Riding in the Javelin out onto a mission, taking hold of the chord when he insisted that Yes, he was recovered enough to go on a mission, so they would know for sure he was healed.
Standing at his parent's graves, so close to Diana that the lasso rested against side of his hand, whispering that no matter how much good he did as Batman he would always feel ashamed to not have done better with the name Bruce Wayne.
It is his touchstone, his comfort. It is the only way he knows how to communicate with the people he loves, the only way he knows how to let them in.
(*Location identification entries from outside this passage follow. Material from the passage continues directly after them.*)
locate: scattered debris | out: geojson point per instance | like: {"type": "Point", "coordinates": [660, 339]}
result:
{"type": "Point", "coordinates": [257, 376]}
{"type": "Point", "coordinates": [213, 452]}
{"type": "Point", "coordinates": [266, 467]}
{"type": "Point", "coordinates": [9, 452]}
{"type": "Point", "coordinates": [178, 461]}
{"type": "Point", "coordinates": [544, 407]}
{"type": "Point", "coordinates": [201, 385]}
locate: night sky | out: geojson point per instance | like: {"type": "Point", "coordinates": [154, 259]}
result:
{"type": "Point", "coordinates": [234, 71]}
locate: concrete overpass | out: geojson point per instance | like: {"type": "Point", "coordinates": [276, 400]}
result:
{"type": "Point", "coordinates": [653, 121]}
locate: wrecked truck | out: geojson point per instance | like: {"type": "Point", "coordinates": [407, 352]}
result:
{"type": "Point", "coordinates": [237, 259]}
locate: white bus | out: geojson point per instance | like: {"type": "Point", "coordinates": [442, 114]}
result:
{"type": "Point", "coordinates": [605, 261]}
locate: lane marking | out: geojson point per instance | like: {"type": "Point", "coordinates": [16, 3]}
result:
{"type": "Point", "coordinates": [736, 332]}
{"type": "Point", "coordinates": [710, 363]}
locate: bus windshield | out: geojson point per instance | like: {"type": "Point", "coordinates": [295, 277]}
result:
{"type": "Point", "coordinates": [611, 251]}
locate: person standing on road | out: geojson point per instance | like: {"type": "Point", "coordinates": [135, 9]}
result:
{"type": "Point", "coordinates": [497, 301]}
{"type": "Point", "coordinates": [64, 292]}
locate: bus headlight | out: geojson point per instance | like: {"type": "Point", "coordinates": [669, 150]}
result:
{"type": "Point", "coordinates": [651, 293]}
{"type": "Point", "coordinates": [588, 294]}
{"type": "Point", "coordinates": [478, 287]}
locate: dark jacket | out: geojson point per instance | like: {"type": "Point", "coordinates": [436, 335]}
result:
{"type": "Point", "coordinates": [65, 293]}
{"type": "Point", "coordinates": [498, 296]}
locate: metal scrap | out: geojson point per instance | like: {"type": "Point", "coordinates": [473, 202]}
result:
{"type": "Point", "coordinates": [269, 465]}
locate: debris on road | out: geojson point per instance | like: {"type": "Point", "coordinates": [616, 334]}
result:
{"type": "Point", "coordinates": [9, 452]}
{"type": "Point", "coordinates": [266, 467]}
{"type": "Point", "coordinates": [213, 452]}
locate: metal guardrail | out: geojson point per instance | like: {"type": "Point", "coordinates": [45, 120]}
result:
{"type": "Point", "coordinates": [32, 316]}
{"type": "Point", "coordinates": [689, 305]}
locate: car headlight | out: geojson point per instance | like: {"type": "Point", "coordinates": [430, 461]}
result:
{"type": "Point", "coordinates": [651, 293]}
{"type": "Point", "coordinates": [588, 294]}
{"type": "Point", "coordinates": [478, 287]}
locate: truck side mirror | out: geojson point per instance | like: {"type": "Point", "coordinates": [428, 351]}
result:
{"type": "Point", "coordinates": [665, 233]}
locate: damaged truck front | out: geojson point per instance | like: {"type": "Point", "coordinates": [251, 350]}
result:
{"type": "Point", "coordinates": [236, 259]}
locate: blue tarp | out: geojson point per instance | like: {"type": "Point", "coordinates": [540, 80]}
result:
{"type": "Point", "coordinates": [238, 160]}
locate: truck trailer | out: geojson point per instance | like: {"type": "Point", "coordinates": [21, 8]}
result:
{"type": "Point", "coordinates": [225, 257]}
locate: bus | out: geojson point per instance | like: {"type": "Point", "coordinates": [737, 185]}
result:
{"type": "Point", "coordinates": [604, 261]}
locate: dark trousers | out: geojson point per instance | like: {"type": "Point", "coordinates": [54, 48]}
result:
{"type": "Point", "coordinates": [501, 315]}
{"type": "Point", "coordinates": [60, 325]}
It is the only form of submission he can give them.
Sometimes, he remembers the truths he's been forced to tell in the aftermath with a twisted sick revulsion, unable to resist feeling vulnerable by the revelations.
Clark, the only reason I come down on you so hard is because I know the world will disappoint you inevitably, and I don't want to see you break.
This world, Diana, will never be worthy of you and I'm afraid you'll be worn down trying to make it so.
I can't afford any distractions but I can't bring myself to let you both go.
I trust you.
That he repeats to them constantly, afraid that they might infer of his reticence that he doesn't trust them. What kind of man can't tell the people he loves how he feels, what he thinks? And he does love them. But he doesn't say love. He says, I trust you.
"Have you used the lasso in bed yet?"
He'd let that question go unanswered. Reading Wally was easy enough, and it was plain to see the real question behind his curious eyes. The desire to know if maybe the great terrifying Batman got off on being held down. If even the Bat was allowed the chance to let his hair down once in a while.
Bruce didn't reply. It went unsaid that Batman never submits, that Batman allows for no distractions, no weaknesses, no cracks in his armor.
But Bruce Wayne, he takes what comforts he can get.